Are you comfortable with the MLM structure and recruitment component? Some people find it transparent and acceptable; others find it problematic. There's no universal right answer—it depends on your values.
What are you hoping the oils will do? If you're seeking essential oils for aromatherapy, room diffusing, or general wellness practices, doTERRA is one option. If you're hoping to treat a medical condition, consult a healthcare provider first.
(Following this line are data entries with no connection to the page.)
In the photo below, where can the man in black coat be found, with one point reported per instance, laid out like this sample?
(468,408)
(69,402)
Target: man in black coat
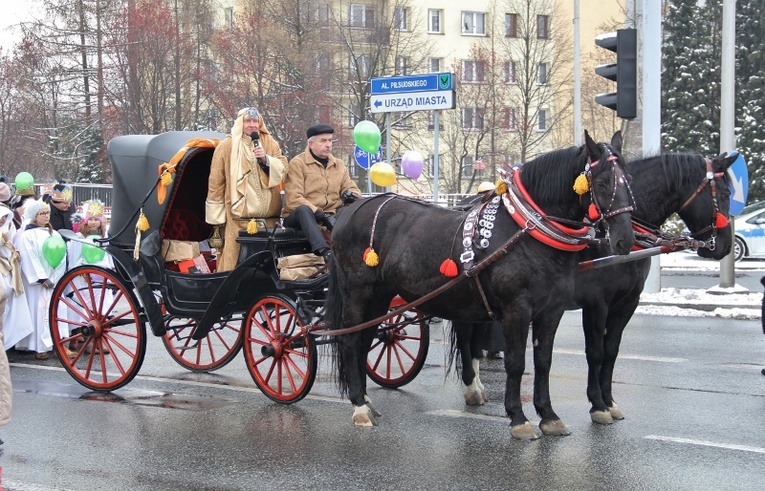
(60,199)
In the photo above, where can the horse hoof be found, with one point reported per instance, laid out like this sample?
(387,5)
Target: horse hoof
(616,413)
(474,398)
(371,407)
(554,428)
(524,432)
(362,416)
(601,417)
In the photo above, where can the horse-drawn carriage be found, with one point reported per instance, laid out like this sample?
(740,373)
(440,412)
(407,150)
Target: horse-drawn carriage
(204,319)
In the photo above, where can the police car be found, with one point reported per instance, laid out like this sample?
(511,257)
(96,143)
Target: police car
(750,232)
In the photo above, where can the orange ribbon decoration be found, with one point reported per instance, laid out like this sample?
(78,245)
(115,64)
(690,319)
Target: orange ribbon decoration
(168,168)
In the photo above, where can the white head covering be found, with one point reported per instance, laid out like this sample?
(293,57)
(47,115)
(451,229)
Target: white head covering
(31,208)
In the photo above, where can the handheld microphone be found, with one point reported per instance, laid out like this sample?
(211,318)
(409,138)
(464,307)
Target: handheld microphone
(256,142)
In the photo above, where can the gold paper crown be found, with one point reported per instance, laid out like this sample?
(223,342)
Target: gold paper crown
(95,209)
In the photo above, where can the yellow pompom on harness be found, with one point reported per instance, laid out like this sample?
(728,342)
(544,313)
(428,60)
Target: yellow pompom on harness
(370,257)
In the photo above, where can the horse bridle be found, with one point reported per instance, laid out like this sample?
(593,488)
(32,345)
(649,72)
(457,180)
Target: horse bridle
(709,179)
(619,178)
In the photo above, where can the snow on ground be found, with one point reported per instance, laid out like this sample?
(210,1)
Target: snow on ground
(736,303)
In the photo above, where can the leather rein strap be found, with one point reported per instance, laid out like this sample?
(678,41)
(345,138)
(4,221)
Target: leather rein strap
(319,328)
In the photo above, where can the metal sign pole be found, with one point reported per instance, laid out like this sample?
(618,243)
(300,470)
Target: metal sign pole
(436,123)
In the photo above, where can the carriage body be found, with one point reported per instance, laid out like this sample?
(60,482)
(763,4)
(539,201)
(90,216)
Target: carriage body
(203,319)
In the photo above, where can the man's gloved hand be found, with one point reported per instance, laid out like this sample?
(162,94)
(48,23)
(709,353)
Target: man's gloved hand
(329,222)
(349,197)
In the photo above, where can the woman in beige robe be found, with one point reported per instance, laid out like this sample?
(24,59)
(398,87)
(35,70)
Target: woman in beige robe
(240,188)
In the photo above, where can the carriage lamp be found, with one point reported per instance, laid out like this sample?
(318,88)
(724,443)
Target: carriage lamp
(215,240)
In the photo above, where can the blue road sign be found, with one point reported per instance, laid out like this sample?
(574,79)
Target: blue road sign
(412,83)
(739,185)
(365,159)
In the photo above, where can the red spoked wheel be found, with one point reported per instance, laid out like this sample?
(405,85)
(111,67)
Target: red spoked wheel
(401,346)
(214,351)
(280,354)
(95,316)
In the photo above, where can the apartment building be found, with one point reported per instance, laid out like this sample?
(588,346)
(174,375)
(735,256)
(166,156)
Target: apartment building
(513,67)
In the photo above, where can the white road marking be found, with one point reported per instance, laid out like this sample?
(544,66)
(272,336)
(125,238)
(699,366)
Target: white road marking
(705,443)
(623,356)
(453,413)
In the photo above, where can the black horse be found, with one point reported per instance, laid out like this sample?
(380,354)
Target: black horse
(692,186)
(518,273)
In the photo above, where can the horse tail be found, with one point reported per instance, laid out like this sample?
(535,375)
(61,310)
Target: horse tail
(333,317)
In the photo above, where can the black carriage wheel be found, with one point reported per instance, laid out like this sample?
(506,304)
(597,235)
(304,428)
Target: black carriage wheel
(214,351)
(280,354)
(399,351)
(95,316)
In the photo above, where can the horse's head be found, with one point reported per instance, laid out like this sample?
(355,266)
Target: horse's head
(707,211)
(610,197)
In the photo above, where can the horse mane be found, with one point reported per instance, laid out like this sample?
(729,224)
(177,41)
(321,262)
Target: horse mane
(544,179)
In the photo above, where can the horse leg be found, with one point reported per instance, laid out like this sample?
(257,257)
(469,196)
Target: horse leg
(516,328)
(544,328)
(593,324)
(617,322)
(468,338)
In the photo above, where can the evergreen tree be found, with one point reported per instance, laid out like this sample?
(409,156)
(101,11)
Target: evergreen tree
(691,77)
(750,92)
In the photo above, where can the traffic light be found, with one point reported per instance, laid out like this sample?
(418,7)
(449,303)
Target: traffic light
(624,72)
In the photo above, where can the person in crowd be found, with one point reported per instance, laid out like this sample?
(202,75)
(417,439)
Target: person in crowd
(246,172)
(317,185)
(39,276)
(60,199)
(20,196)
(5,194)
(15,320)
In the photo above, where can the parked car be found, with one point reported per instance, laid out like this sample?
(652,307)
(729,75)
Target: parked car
(750,232)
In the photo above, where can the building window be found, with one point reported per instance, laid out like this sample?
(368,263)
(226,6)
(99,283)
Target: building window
(359,67)
(542,120)
(434,21)
(361,15)
(509,119)
(473,23)
(510,72)
(432,121)
(401,65)
(473,71)
(542,74)
(323,14)
(543,26)
(511,25)
(400,20)
(472,118)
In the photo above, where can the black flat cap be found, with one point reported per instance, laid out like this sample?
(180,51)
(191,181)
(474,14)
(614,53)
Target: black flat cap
(319,129)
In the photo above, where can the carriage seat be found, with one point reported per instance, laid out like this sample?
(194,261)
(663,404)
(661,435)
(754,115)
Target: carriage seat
(184,224)
(285,241)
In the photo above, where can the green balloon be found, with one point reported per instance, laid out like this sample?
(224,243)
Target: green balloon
(366,134)
(24,180)
(92,254)
(54,250)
How does the price compare to alternatives you've researched? Get clear numbers. If you're not becoming a wholesale distributor, doTERRA oils typically cost more per unit than many mainstream alternatives.
Do you have a trusted relationship with the distributor? Given that you're purchasing through a person rather than an impersonal retailer, the distributor's integrity and whether they pressure you matters.
The Bottom Line
doTERRA is a legitimate company selling real products through an MLM distribution model. It's not a scam, but it's also structurally different from conventional retail—and that difference shapes pricing, access, and the social dynamics around purchase. Whether doTERRA is the right source for your essential oil needs depends on your budget, comfort with MLM models, personal relationships, and what you're hoping to use the oils for.
Other ways to buy essential oils—through health food stores, online retailers, or smaller local producers—may offer different price points, purchasing experiences, or sourcing practices. Understanding the full landscape, not just doTERRA, helps you make a choice that aligns with your actual needs and values.